Timely and Painless Breakups: Off-the-grid Blind Message Recovery and Users' Demixing
Sajad Daei, Saeed Razavikia, Mikael Skoglund, Gabor Fodor, Carlo Fischione
TL;DR
The paper tackles off-the-grid blind deconvolution and demixing for IoT-style short-packet transmissions over sparse multi-path channels. It recasts the nonlinear recovery problem as a linear lifting via atomic-norm minimization, formulating a semidefinite program to jointly recover continuous delays and transmitted messages from a single snapshot. A rigorous sample-complexity bound ties the required measurements to the sum of per-user delay-path counts and message lengths, and dual polynomial certificates are used to identify delays. Numerical experiments validate accurate delay estimation and message recovery under varying sparsity, teamwork, and noise, underscoring the method's potential for scalable ISAC and OAC deployments in massive IoT deployments.
Abstract
In the near future, the Internet of Things will interconnect billions of devices, forming a vast network where users sporadically transmit short messages through multi-path wireless channels. These channels are characterized by the superposition of a small number of scaled and delayed copies of Dirac spikes. At the receiver, the observed signal is a sum of these convolved signals, and the task is to find the amplitudes, continuous-indexed delays, and transmitted messages from a single signal.
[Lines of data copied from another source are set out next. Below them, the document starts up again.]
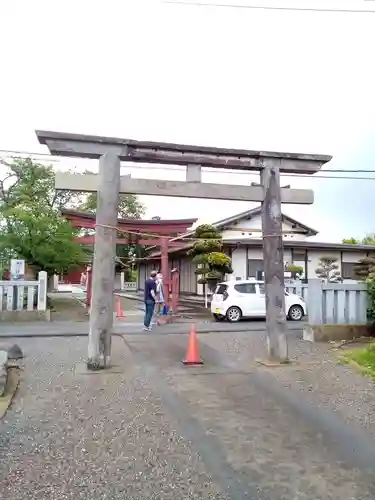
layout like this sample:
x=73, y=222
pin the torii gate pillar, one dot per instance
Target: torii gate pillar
x=103, y=276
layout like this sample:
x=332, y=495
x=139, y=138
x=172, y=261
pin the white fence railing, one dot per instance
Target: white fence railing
x=24, y=295
x=336, y=303
x=332, y=303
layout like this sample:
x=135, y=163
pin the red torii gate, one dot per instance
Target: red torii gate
x=158, y=233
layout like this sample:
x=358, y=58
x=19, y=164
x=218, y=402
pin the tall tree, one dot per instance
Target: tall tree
x=364, y=267
x=207, y=253
x=328, y=270
x=31, y=225
x=129, y=208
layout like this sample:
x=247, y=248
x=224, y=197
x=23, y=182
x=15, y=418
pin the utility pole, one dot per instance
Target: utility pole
x=273, y=263
x=103, y=279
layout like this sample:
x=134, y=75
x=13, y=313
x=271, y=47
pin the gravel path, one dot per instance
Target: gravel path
x=92, y=437
x=228, y=430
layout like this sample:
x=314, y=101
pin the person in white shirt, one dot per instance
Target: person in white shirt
x=160, y=301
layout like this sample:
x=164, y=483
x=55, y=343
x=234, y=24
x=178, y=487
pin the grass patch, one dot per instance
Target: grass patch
x=362, y=359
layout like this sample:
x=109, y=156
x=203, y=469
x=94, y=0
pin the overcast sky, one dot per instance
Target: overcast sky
x=257, y=79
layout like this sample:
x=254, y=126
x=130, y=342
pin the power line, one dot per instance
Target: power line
x=265, y=7
x=58, y=159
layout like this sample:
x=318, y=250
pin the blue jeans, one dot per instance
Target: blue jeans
x=149, y=311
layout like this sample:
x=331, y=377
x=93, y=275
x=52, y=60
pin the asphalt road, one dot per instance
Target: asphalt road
x=133, y=327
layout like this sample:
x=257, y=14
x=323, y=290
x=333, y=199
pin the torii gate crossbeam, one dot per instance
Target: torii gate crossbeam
x=109, y=184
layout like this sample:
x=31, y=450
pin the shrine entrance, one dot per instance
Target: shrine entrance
x=109, y=184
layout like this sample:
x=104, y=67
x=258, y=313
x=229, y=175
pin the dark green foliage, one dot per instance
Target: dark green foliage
x=206, y=252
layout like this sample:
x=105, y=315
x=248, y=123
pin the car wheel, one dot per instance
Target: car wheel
x=295, y=313
x=234, y=314
x=218, y=317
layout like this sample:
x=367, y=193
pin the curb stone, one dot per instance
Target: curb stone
x=3, y=371
x=13, y=350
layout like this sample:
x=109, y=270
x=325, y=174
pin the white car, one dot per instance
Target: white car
x=234, y=300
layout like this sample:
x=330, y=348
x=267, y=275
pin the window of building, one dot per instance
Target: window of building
x=255, y=268
x=298, y=254
x=245, y=288
x=348, y=271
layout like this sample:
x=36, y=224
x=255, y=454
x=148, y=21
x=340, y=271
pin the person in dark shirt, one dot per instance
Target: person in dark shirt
x=149, y=299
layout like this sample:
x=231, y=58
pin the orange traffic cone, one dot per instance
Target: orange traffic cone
x=119, y=312
x=192, y=354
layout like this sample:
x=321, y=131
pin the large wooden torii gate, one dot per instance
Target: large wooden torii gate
x=109, y=183
x=137, y=229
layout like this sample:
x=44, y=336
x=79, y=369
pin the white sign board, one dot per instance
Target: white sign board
x=17, y=269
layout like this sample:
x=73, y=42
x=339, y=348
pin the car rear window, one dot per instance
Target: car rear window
x=220, y=289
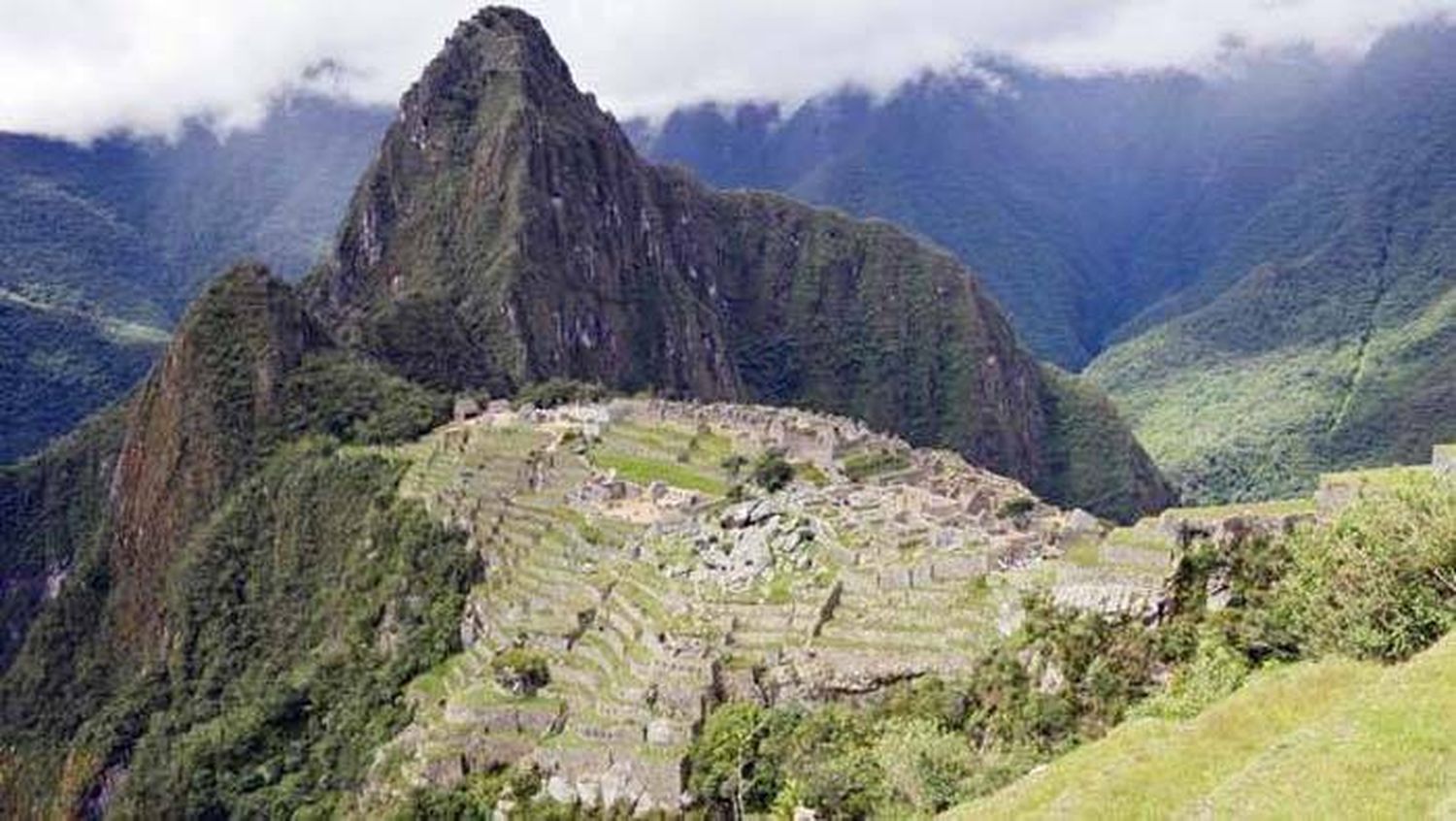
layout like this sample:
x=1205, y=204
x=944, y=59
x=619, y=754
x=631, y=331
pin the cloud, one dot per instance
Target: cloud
x=79, y=69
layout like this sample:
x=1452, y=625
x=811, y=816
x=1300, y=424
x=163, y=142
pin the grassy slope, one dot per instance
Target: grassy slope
x=1334, y=739
x=1325, y=338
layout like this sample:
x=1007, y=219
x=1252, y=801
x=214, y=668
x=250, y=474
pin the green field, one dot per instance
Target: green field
x=1319, y=739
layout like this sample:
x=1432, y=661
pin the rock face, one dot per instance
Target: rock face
x=507, y=232
x=197, y=425
x=616, y=550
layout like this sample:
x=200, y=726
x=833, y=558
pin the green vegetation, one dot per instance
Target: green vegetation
x=52, y=509
x=772, y=472
x=928, y=744
x=865, y=465
x=676, y=457
x=1380, y=579
x=352, y=399
x=827, y=312
x=1018, y=507
x=556, y=392
x=1374, y=582
x=520, y=670
x=58, y=369
x=1330, y=739
x=299, y=614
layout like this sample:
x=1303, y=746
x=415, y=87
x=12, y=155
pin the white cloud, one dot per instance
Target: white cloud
x=83, y=67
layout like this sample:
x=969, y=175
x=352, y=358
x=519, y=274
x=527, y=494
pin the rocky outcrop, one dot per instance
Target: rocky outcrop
x=197, y=425
x=507, y=232
x=1443, y=459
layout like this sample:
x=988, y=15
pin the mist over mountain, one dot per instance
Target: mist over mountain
x=552, y=482
x=121, y=236
x=1100, y=209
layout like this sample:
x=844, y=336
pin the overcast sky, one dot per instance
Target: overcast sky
x=82, y=67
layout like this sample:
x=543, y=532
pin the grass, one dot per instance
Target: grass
x=1275, y=507
x=1374, y=477
x=1333, y=739
x=864, y=465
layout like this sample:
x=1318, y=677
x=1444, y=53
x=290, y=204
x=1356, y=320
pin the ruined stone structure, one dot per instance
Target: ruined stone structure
x=614, y=547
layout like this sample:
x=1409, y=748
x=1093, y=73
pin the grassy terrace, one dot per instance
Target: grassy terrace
x=1334, y=739
x=1270, y=509
x=670, y=454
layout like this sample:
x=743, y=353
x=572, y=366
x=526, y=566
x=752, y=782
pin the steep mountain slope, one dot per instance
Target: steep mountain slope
x=1079, y=201
x=1267, y=252
x=60, y=367
x=95, y=239
x=509, y=232
x=1334, y=739
x=171, y=564
x=1328, y=335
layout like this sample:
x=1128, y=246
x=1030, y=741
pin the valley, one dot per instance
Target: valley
x=559, y=483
This task is inherently ill-posed without additional assumptions on the channel or messages. In this work, we assume the channel exhibits sparsity in the delay domain and that i.i.d. random linear encoding is applied to the messages at the devices. Leveraging these assumptions, we propose a semidefinite programming optimization capable of simultaneously recovering both messages and the delay parameters of the channels from only a single received signal. Our theoretical analysis establishes that the required number of samples at the receiver scales proportionally to the sum-product of sparsity and message length of all users, aligning with the degrees of freedom in the proposed convex optimization framework. Numerical experiments confirm the efficacy of the proposed method in accurately estimating closely-spaced delay parameters and recovering messages.